Le texte et l'écran (rumination)

Reprise de ma rumination sur l'écran dans le spectacle de la parole et des mots. Je préférerais dire dans les performances du texte, tant je demeure persuadée qu'il existe des performance de la voix et surtout des performances du texte.

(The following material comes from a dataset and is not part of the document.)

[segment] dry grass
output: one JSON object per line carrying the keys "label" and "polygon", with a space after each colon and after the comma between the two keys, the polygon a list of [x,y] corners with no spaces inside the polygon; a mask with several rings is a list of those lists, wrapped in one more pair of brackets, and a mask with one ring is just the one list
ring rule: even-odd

Le travail de Pascal Thétard (Bingo : voir article en novembre) me ramène à ma réflexion. Il convoque un autre spectacle Un mage en été de Cadiot mis en scène par Lagarde et interprété par Pointrenaux. Les deux spectacles ont recours de la même manière et avec la même intention à l'écran en fond de scène. Il s'agit, dans les deux cas, de figures abstraites ou oniriques, de couleurs ou de mouvements. Pas d'illustration directe du textes, mais une stimulation de sensations, d'affects. Le texte n'est impacté par ces projections que par les transformations d'humeurs qui s'opèrent dans le spectateur. Comme au cinéma, le spectateur est renvoyé à son individualité, puisqu'il est appelé à vivre au niveau émotionnel strict. Le public, compris comme un ensemble des spectateurs unis par la représentation, disparaît. Se met alors en place une forme d'empathie non avec le comédien, mais avec le propos, favorisant l'écoute ? Ou la dérive ?

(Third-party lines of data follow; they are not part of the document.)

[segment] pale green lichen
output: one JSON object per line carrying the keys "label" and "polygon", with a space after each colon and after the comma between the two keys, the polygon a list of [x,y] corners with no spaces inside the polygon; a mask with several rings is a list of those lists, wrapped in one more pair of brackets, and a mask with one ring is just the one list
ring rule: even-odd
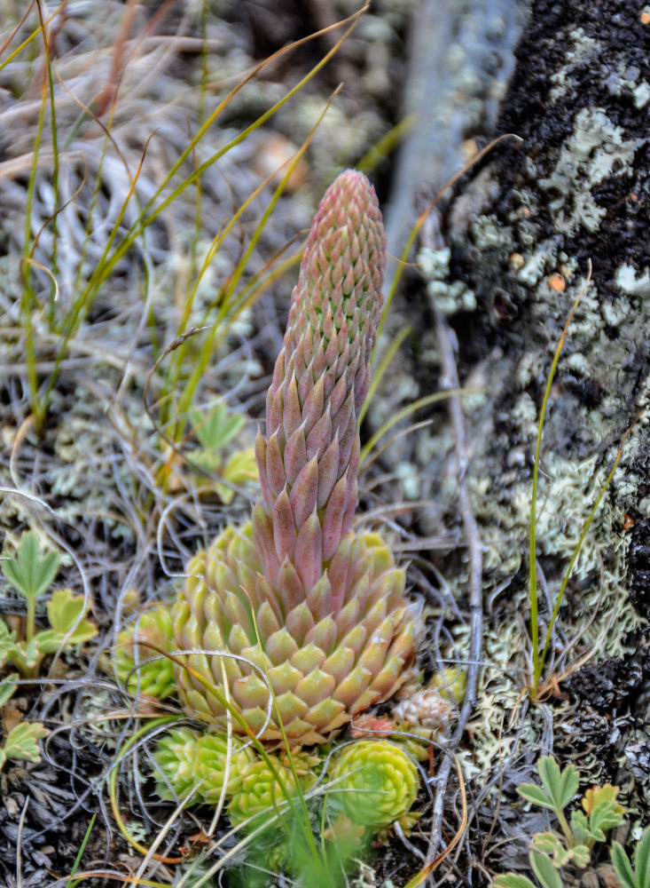
{"label": "pale green lichen", "polygon": [[449,280],[450,250],[425,248],[418,254],[418,265],[427,279],[427,292],[435,308],[443,314],[456,312],[473,312],[476,308],[476,297],[462,281]]}
{"label": "pale green lichen", "polygon": [[616,286],[628,296],[650,297],[650,271],[646,268],[637,277],[637,273],[631,266],[622,265],[616,271]]}
{"label": "pale green lichen", "polygon": [[596,203],[592,189],[612,175],[630,176],[636,147],[634,139],[623,139],[623,130],[603,108],[582,108],[576,115],[555,169],[538,179],[541,188],[558,195],[549,203],[558,231],[575,234],[580,226],[598,230],[607,210]]}
{"label": "pale green lichen", "polygon": [[[561,46],[558,43],[558,48]],[[568,36],[564,53],[564,64],[551,76],[552,89],[549,91],[552,102],[557,102],[568,92],[576,91],[576,82],[571,75],[572,71],[581,71],[585,61],[593,57],[597,52],[598,43],[592,37],[588,37],[582,28],[576,28]]]}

Souvenir de deux autres spectacles autour de l'oeuvre de Thoreau (voir articles antérieurs) l'une de J.F. Peyret, l'autre de J. Bonnaffé. Le premier utilisait abondamment les projections : photographies, parties de texte, avatars dessinés des personnages. J'avais l'impression lors de cette représentation d'être renvoyée vers le texte, de pouvoir en apprécier les nuances et la portée. La lecture, qui constituait le second spectacle, donnait à voir un lecteur, des lecteurs en prise avec le texte qui s'offrait dans sa brutalité, son immédiateté. Pourquoi alors évoquer cette lecture ? Parce que le même jour, j'avais assisté à un concert d'orgue dans une église, à la tombée de la nuit, et qu'un écran géant, qui obligeait les auditeurs à tourner le dos à l'instrument, proposait des images de l'organiste, voire des gros plans sur ses mains, sa partition. Comme si la musique ne pouvait s'exprimer qu'à travers la médiation d'une image réaliste de sa genèse.